**Core Concept**
Hypercalcemia is a common metabolic complication in malignancy, especially in squamous cell carcinoma of the lung, due to the secretion of parathyroid hormone-related protein (PTHrP) by tumor cells. This leads to increased bone resorption, elevated serum calcium, and neuromuscular irritability, which can manifest as confusion, lethargy, and altered sensorium.
**Why the Correct Answer is Right**
Squamous cell carcinoma of the lung is known to secrete PTHrP, which mimics parathyroid hormone and stimulates osteoclast activity, resulting in hypercalcemia. The clinical presentation of polyuria, polydipsia, nausea, and altered sensorium aligns with hypercalcemia-induced CNS effects. The narrowed QT interval on ECG is a classic ECG finding in hypercalcemia due to decreased cardiac repolarization. This triad—malignancy, symptoms, and ECG change—strongly supports hypercalcemia as the underlying metabolic abnormality.
**Why Each Wrong Option is Incorrect**
Option A: Hypotremia is not a recognized metabolic abnormality; it is a misstatement of hypotension, which is not linked to this clinical picture.

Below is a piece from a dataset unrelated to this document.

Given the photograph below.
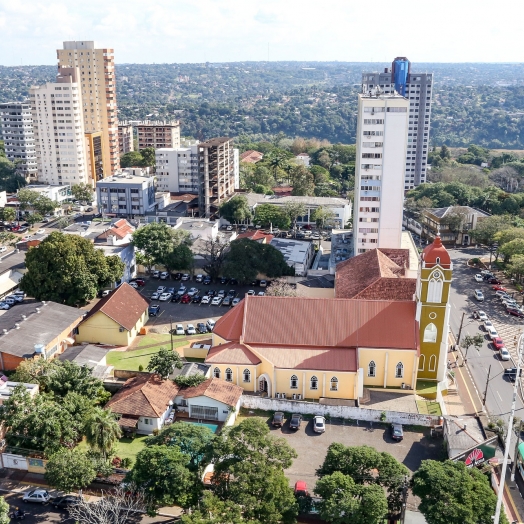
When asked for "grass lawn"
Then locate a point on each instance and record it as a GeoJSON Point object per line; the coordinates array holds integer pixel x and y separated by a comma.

Option C: Hypokalemia typically causes muscle weakness, arrhythmias, and constipation, not altered sensorium or polyuria. It does not explain the ECG change or clinical symptoms.
Option D: Hyponatremia causes confusion and seizures, but it presents with headache, seizures, and neurologic deterioration, not polyuria or polydipsia. It is also not commonly associated with lung cancer.
**Clinical Pearl / High-Yield Fact**
Lung cancer, especially squamous cell carcinoma, is a leading cause of hypercalcemia due to PTHrP secretion. Always consider hypercalcemia in any patient with malignancy presenting with altered mental status and polyuria—early recognition is critical for treatment.